Dependencies between teams add management overhead to an overall programme, requiring more roles between teams to keep them aligned and on track. What is often not recognised is that dependencies between teams add extra complexity to codebases because teams are forced to coordinate along the boundary between the code in their control – often through APIs.
A common pattern is to have a frontend team that delivers functionality in a “frontend” codebase, depending on an API built by a backend team. Both teams depend on each other to deliver outcomes, requiring coordination to deliver anything of meaningful value. A slightly improved organisation design might have frontend and backend specialists within feature-aligned teams. These teams share a codebase, so it isn’t perfect, but it will bring together individuals to focus on goals.

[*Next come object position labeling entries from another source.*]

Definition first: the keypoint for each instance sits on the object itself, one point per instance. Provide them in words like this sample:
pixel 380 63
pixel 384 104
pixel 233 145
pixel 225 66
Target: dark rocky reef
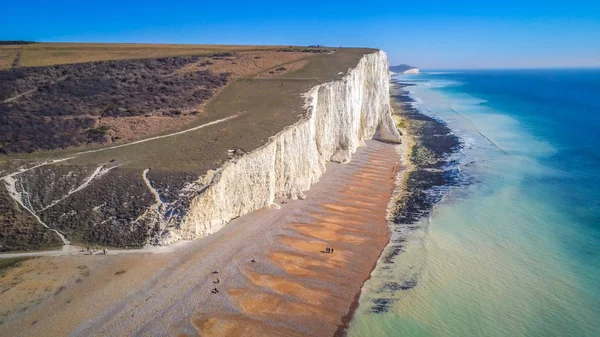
pixel 425 186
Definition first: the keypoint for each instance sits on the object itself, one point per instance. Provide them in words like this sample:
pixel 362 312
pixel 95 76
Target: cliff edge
pixel 341 115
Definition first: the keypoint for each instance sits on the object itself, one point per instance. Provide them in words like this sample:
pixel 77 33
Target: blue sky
pixel 429 34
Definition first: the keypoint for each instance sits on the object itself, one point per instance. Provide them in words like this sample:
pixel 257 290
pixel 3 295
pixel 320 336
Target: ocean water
pixel 515 250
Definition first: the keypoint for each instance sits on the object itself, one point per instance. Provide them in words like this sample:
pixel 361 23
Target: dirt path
pixel 293 288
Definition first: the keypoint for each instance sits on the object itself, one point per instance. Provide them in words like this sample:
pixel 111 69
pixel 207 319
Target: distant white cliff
pixel 341 115
pixel 404 69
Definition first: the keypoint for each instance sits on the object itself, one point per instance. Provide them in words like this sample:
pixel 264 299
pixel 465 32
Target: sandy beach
pixel 274 275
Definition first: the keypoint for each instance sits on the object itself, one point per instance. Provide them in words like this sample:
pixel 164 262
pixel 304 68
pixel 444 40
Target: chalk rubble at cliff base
pixel 341 116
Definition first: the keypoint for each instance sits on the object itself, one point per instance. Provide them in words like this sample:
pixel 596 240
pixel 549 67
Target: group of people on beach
pixel 217 281
pixel 89 251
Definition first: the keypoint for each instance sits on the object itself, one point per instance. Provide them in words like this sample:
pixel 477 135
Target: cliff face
pixel 341 115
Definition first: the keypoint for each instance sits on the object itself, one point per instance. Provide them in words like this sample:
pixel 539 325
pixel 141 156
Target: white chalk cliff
pixel 341 115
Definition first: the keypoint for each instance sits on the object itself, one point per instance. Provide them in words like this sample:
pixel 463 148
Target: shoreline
pixel 414 197
pixel 291 289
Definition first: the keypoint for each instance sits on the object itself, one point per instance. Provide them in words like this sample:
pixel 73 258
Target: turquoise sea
pixel 514 250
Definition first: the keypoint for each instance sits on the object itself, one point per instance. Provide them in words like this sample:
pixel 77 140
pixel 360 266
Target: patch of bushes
pixel 63 102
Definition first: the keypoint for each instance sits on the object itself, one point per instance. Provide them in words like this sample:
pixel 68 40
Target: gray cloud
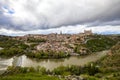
pixel 45 14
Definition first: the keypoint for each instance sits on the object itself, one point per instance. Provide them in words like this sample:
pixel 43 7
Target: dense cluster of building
pixel 59 42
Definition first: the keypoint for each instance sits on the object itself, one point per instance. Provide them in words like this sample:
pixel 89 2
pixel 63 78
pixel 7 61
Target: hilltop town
pixel 56 45
pixel 58 42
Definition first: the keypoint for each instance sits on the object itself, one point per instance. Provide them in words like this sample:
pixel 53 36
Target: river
pixel 50 64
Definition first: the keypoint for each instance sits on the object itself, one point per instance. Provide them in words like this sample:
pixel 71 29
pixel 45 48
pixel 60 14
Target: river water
pixel 50 64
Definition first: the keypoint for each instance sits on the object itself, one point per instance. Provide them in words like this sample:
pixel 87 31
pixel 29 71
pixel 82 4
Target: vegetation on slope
pixel 100 43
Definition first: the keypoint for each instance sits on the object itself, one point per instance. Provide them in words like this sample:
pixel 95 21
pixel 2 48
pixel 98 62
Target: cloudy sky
pixel 19 17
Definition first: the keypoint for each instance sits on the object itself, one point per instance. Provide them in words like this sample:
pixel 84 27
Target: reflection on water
pixel 4 63
pixel 50 64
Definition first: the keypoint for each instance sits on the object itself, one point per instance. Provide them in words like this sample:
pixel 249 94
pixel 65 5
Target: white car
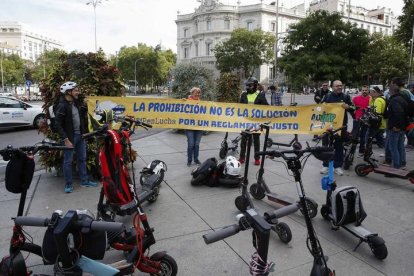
pixel 16 113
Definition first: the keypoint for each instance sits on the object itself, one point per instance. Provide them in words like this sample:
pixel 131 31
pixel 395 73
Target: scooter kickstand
pixel 356 247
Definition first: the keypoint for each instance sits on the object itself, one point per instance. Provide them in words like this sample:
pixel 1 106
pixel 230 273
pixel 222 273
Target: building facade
pixel 213 22
pixel 16 37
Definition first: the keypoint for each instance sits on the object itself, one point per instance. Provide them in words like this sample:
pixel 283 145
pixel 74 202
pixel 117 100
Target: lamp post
pixel 136 74
pixel 411 57
pixel 94 3
pixel 1 68
pixel 276 41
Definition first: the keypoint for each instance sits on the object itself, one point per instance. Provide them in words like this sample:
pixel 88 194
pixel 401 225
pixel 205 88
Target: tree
pixel 245 51
pixel 13 70
pixel 386 58
pixel 94 76
pixel 404 32
pixel 187 76
pixel 323 47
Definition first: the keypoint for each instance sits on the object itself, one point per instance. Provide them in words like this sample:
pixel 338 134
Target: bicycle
pixel 261 228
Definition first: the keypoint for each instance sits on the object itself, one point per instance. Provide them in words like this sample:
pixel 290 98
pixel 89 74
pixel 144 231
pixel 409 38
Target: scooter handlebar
pixel 221 234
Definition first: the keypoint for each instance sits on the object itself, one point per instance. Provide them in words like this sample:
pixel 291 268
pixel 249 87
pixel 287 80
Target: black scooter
pixel 260 189
pixel 244 202
pixel 343 208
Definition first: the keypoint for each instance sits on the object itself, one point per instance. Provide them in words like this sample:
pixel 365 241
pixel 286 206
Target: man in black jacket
pixel 337 96
pixel 397 120
pixel 71 123
pixel 251 96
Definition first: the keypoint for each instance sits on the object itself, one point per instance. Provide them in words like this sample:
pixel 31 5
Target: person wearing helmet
pixel 251 96
pixel 71 123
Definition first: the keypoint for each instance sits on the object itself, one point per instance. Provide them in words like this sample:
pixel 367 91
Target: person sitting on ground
pixel 251 96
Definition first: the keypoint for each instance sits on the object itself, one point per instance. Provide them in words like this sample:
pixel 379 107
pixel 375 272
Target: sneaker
pixel 339 171
pixel 88 184
pixel 324 170
pixel 68 189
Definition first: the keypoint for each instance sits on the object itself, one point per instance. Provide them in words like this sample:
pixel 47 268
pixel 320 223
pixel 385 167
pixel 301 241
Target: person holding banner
pixel 193 136
pixel 337 96
pixel 251 96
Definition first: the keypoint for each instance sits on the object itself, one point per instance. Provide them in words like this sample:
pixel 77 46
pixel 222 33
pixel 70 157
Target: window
pixel 209 48
pixel 250 26
pixel 227 24
pixel 208 25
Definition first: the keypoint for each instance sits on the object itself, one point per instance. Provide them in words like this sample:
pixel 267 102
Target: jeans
pixel 79 146
pixel 243 144
pixel 193 144
pixel 359 130
pixel 339 151
pixel 396 146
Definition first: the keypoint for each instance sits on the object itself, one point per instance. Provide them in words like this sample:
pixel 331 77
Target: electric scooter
pixel 260 189
pixel 244 202
pixel 343 208
pixel 224 149
pixel 372 165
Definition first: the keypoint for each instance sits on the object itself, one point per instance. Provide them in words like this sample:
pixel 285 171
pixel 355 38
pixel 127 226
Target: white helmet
pixel 69 85
pixel 233 166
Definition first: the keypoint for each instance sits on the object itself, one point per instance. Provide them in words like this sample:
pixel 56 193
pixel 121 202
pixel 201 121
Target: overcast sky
pixel 121 22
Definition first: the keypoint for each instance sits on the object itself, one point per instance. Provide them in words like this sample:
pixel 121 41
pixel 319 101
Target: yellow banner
pixel 214 116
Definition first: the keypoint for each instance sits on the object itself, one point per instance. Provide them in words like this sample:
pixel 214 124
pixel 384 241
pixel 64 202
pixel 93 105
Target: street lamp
pixel 411 56
pixel 136 74
pixel 94 3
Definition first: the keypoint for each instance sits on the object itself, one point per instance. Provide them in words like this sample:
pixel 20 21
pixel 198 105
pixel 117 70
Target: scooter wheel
pixel 241 203
pixel 257 191
pixel 283 231
pixel 168 266
pixel 312 207
pixel 378 247
pixel 362 169
pixel 325 212
pixel 154 197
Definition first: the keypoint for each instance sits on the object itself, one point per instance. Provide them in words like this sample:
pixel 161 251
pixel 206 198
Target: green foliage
pixel 323 47
pixel 187 76
pixel 94 76
pixel 245 51
pixel 13 69
pixel 404 32
pixel 228 88
pixel 386 58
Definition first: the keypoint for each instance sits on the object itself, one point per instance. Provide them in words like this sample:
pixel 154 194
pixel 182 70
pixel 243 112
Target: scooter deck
pixel 392 171
pixel 280 199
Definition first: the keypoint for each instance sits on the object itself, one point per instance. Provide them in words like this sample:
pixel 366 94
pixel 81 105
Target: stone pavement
pixel 183 213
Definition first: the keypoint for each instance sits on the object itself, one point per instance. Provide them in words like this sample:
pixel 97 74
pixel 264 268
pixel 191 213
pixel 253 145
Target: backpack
pixel 116 182
pixel 347 206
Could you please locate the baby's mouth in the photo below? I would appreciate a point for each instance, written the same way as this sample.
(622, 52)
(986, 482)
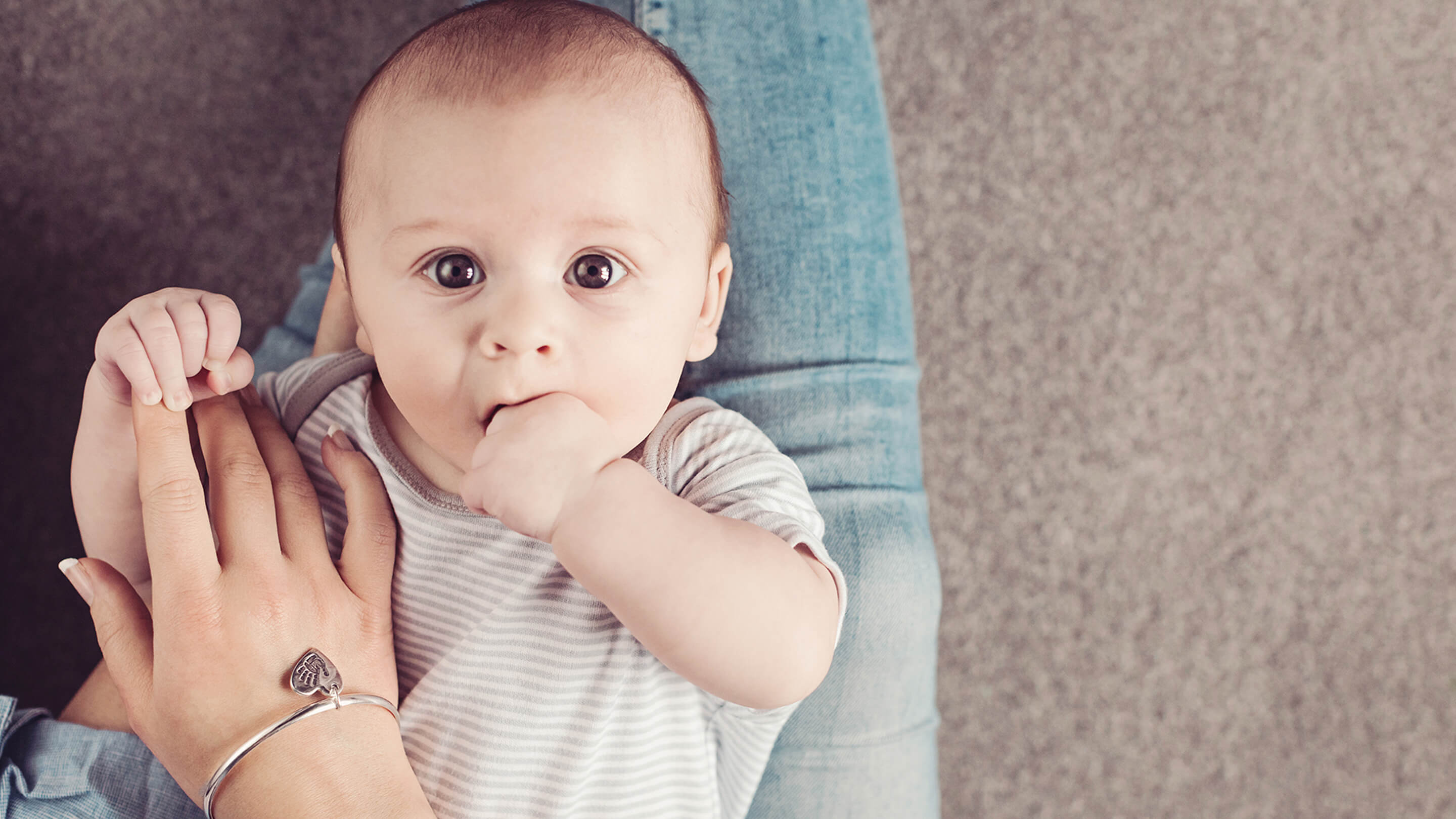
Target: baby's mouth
(490, 416)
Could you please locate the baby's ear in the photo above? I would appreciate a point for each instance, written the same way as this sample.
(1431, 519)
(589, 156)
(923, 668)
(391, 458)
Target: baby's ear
(715, 296)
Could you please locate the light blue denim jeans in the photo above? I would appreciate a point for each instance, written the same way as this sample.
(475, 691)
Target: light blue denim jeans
(816, 347)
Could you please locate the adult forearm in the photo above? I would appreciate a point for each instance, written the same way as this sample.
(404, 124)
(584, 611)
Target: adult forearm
(722, 602)
(104, 483)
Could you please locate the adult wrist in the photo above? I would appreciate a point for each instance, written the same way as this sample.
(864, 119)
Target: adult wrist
(347, 763)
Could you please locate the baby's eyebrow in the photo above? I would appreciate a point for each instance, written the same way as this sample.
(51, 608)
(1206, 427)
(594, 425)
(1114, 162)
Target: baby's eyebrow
(611, 223)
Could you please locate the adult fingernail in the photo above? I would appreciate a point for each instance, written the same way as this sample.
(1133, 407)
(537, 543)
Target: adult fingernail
(340, 439)
(76, 573)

Sharing code between feature-aligned teams is not ideal because it still requires careful coordination between them and often leads to scenarios where teams need to agree on the strategic direction of the code design. This gives you the added overhead of needing additional roles to sit between teams and the overhead of making decisions and resolving conflicts that impact both teams.
Keep things simple
Most digital services in the public sector can be delivered through building humble monoliths using “boring” server-side technologies (e.g. Flask, Sinatra, Rails, Django), ideally by outcome-aligned digital service (product) teams focussed on user needs. These teams can use tried and tested cloud infrastructure features such as containerisation (docker) and relational databases for persistence (PostgreSQL) to side-step every team needing to know the complete A-Z of your cloud provider’s catalogue. It is true that when more complicated approaches appear to be the industry norm, we can collectively forget that there are more straightforward ways to deliver. To escape the default of mediocrity, we must be disciplined and strive for simplicity.